Mas o uso da publicidade como parte da condenação pode ser melhor percebido na própria Folha do dia seguinte, referindo-se a como a Rede Globo de televisão tratou do assunto:
 

“’JN’ dedica quase 20 minutos a balanço do julgamento

O “Jornal Nacional” da TV Globo, programa jornalístico mais assistido da televisão brasileira, dedicou ontem 18 dos 32 minutos de sua edição a um balanço do julgamento do mensalão no Supremo Tribunal Federal.

O telejornal exibiu oito reportagens sobre o tema, contemplando desde o que chamou de “frases memoráveis” proferidas no plenário do STF às rusgas entre os ministros Joaquim Barbosa e Ricardo Lewandowski, respectivamente relator e revisor do processo na corte.

O segmento mais “quente” do telejornal, dedicado às notícias do dia (debate do tamanho das penas e a decisão de absolver réus de acusações em que houve empate no colegiado) consumiu 3min12s.
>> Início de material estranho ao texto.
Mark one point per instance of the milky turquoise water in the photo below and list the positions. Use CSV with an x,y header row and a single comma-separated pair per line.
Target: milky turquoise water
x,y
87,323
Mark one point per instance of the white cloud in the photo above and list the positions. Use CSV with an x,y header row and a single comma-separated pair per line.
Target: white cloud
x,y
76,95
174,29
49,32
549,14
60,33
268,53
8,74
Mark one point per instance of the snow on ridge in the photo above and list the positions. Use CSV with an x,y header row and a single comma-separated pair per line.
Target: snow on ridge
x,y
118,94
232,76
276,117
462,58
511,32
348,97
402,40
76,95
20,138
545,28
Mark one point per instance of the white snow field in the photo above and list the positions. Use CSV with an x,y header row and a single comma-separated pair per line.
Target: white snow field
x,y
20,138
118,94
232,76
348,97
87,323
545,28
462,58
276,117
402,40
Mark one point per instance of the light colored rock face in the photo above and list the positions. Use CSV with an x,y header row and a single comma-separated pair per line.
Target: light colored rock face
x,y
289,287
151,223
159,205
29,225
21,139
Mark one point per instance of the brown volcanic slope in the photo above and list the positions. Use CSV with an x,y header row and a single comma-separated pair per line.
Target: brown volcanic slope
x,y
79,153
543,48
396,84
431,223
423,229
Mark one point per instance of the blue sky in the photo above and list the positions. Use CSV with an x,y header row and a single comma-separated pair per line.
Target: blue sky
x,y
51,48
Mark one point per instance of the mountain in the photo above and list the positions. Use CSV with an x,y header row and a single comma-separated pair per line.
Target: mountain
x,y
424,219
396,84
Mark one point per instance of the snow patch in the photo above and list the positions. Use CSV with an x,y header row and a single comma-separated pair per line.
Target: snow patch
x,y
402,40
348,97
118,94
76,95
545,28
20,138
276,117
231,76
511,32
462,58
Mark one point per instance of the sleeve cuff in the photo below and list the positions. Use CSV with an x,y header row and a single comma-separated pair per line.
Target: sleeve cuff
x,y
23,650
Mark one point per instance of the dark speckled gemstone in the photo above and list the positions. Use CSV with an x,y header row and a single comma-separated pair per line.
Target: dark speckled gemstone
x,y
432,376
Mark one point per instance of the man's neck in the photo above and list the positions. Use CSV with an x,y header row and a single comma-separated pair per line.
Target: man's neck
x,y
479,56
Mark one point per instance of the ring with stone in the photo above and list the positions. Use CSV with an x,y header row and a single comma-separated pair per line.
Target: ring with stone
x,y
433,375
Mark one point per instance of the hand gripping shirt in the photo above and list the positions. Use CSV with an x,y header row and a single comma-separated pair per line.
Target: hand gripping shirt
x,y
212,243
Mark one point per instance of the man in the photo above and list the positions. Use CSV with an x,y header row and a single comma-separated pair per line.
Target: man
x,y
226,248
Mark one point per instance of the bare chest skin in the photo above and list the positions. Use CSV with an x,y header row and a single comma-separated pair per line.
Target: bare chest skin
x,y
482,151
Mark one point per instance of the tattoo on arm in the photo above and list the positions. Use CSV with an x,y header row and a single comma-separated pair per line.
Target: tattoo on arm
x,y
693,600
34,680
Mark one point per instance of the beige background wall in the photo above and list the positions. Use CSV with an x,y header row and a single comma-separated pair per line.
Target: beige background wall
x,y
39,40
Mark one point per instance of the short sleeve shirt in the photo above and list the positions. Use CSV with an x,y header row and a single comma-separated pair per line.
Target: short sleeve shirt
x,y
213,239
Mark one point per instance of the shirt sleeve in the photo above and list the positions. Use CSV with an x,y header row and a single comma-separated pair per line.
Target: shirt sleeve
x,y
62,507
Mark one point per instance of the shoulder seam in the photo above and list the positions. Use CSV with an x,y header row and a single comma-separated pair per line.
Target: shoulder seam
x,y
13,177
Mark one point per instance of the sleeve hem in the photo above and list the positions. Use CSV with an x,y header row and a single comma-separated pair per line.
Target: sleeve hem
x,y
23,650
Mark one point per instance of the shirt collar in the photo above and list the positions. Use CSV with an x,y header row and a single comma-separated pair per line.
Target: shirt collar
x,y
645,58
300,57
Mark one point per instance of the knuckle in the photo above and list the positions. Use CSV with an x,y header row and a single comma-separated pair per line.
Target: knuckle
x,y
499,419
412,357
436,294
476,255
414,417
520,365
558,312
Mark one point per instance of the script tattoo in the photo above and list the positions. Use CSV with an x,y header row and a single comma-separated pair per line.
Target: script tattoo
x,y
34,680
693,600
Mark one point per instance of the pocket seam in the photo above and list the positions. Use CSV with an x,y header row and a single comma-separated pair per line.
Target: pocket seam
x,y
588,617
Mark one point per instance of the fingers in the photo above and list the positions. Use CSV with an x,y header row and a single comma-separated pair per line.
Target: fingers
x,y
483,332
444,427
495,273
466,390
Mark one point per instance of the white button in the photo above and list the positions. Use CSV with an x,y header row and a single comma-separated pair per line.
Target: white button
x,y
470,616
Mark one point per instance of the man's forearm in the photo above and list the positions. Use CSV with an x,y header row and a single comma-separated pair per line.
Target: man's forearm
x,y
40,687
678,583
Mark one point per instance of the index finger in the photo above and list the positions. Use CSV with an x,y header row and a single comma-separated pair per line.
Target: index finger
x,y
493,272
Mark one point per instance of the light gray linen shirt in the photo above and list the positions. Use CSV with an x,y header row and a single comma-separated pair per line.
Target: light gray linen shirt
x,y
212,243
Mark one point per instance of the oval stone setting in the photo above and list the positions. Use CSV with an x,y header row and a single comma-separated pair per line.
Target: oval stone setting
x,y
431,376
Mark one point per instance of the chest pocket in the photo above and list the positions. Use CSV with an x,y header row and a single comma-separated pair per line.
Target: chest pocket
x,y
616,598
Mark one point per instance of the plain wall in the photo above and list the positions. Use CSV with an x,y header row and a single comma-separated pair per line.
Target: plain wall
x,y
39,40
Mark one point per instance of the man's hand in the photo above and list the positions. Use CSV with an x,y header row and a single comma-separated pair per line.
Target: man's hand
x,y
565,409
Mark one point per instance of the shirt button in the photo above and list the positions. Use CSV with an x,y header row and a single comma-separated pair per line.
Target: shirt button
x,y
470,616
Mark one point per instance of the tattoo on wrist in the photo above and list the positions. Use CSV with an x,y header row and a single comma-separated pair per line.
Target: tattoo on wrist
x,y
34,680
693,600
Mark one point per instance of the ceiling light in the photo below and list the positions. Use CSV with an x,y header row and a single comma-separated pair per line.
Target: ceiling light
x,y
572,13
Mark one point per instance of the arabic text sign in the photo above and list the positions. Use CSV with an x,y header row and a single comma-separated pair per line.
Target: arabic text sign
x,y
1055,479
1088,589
O restante foi ocupado pelo resumo das 40 sessões de julgamento.”

Há, no entanto, um aspecto, novamente, da psique nacional que destoa do conceito de Foucault – É indecoroso ser passível de punição, mas pouco glorioso punir”.

Em relação ao julgamento do mensalão, nada parece ser mais glorioso que punir, se considerarmos a capa da revista Veja de 10 de outubro de 2012, referindo-se ao juiz relator do processo do mensalão, nas vésperas da condenação citada acima.

Sob uma foto do Ministro Joaquim Barbosa aos 14 anos de idade no “Colégio Estadual Antônio Carlos”, em Paracatu-MG, a chamada grandiloquente – “O MENINO POBRE QUE MUDOU O BRASIL”.

Algo da punição física, porém, ainda persiste no sistema prisional moderno, segundo Foucault:

“O sofrimento físico, a dor do corpo, não são mais os elementos constitutivos da pena. O castigo passou de uma arte das sensações insuportáveis a uma economia dos direitos suspensos. … Porém, castigos como trabalhos forçados ou prisão – privação pura e simples da liberdade – nunca funcionaram sem certos complementos punitivos referentes ao corpo: redução alimentar, privação sexual, expiação física, masmorra. … Na realidade, a prisão, nos seus dispositivos mais explícitos, sempre aplicou certas medidas de sofrimento físico”.

Se não, como explicar esta manchete na Folha Online de 16/11/13 e o detalhado conteúdo sobre a vida na prisão que esperava os condenados do mensalão?

“Condenados do mensalão terão banho frio em prisões de Brasília”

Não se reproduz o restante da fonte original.